# Three nights two days Quebec City



## cgeidl (Apr 5, 2011)

Will be staying in the old town and this is our first visit..We arrive late the first night and then leave for Montreal about noon the last day. What's a good plan to see lots of the sights??


----------



## strandlover (Apr 6, 2011)

*Enjoy Vieux Québec*

The best way to visit Quebec City is by walking.  A good pair of sturdy sneakers is a must as there will be mix of paved streets, uneven cobblestones, steep climbs etc.

The Plains of Abraham and Chateau Frontenac are a must as is a walking tour along the small streets of Old Quebec.

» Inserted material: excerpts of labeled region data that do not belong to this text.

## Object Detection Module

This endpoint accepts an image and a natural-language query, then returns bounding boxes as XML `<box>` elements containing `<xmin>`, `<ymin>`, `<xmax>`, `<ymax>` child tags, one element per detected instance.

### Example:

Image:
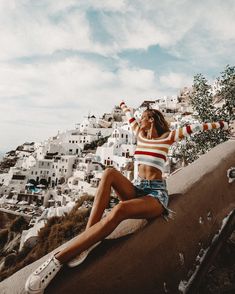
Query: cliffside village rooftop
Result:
<box><xmin>0</xmin><ymin>88</ymin><xmax>225</xmax><ymax>248</ymax></box>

My suggestion is to pack a lunch and avoid the long lineups in busy tourist season.  At the end of your day, with the money saved, walk on over to Rue Grande Allée and sit at one of the many outdoor Cafés.  You can order a "verge de bière" (yard of cold beer) or a glass of wine and appetizers.

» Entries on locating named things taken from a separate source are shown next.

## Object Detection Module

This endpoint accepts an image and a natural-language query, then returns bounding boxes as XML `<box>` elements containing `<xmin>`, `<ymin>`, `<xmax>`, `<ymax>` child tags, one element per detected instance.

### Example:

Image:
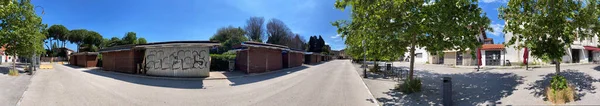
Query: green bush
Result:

Stay away from the chain restaurants, there are too many wonderful spots for supper in Vieux Québec.  You may want to try Paris-Brest on Grande Allée.

Have fun!


----------



## bogey21 (Apr 6, 2011)

Quebec City is awsome.  If you get tired walking take a horse and buggy ride.  I assume they are still available.  

George


----------



## strandlover (Apr 6, 2011)

bogey21 said:


> Quebec City is awsome.  If you get tired walking take a horse and buggy ride.  I assume they are still available.
> 
> George



Good idea!

Yes, they are still available.  In Quebec (and Montreal), they are known as calèche rides.


----------